Et toute forme de transmission acceptée par le groupe familial ou le groupe social introduit cette question même de la fonction du prénom comme localisant la mémoire de quelqu'un. En effet, cette vie interindividuelle trouve également un troisième personnage, la vie anonyme, strictement collective qui enveloppe les individus et exerce sur eux des pressions que symbolise notamment le culte des saints dans le calendrier républicain.
La façon de nommer un enfant varie d'une langue, d'une culture à l'autre, porteuse des traditions familiales et sociales d'un peuple. Selon le pays et l'époque, on choisira l'invocation des éléments naturels, la protection d'un saint, l'allusion à un personnage célèbre, réel ou fictif. Mais si le nom de famille est le destin, le prénom est le parchemin du parcours de vie. Pour cela, il faudrait restaurer le statut du prénom au niveau des représentations sociales. Nommer quelqu'un par le prénom introduit en tout cas une liaison et une résonance brève et conquérante ou au contraire connotée.

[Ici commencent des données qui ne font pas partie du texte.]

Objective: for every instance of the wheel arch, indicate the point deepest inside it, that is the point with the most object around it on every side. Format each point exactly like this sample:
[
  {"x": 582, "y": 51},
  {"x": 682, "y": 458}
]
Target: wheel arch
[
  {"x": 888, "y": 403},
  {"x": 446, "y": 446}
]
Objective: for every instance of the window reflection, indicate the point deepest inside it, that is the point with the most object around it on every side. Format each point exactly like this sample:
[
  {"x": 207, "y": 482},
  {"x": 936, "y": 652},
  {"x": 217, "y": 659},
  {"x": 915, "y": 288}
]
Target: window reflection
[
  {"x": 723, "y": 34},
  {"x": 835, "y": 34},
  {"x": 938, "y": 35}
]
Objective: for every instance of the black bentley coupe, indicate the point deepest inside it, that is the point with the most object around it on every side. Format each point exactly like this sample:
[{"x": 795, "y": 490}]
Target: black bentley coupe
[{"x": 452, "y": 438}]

Pour notre part, tous les fantasmes que suscite le choix du prénom et son portage social provient de la structure imaginaire attachée à leur épanouissement ou bien à leur intimité clandestine. L'utilisation du prénom d'une façon fréquente dans le social est un costume déjà taillé par la ritournelle de culte des saints dans le calendrier, un habit derrière lequel le sujet ne peut dissimuler son propre prénom pour préserver l'anonymat.

En effet, les discriminations des jeunes d'origines étrangères dans l'accès à l'emploi et à l'accès au logement révèlent que les prénoms de ces jeunes deviennent des cristallisations phonétiques et ils sont porteurs d'un sens particulier que le stock de prénoms, de sons que représentent les " fleurs des saints " est un lourd poids sur le désir des employeurs.

Le calendrier de la fête à souhaiter vient localiser la mémoire singulière des prénoms exclus par rapport au groupe baptisé. La blessure symbolique va s'inscrire à l'échelle d'un recensement territorial. " Prenez les CV qui ont les mauvais prénoms et finissent en premier dans la poubelle " (Le Monde du 30 août 2003), il est vrai qu'il est difficile de prendre le risque de la différence et de la compétence en même temps.

A cette consultation des oracles économiques, porteurs de la parole de la Loi du Marché, il y a l'oracle associatif comme, l'association Oracle à Marseille, porteur sur le terrain d'une sensibilisation contre les discriminations. Le sigle de l'association est ORACLEI : Opérateurs des Réseaux et des Actions Citoyennes Locales Liées à L'emploi et à l'Insertion qui nous a permis de soulever le voile du prénom arabe en France. En effet, il serait inimaginable de concevoir le prénom comme un monologue.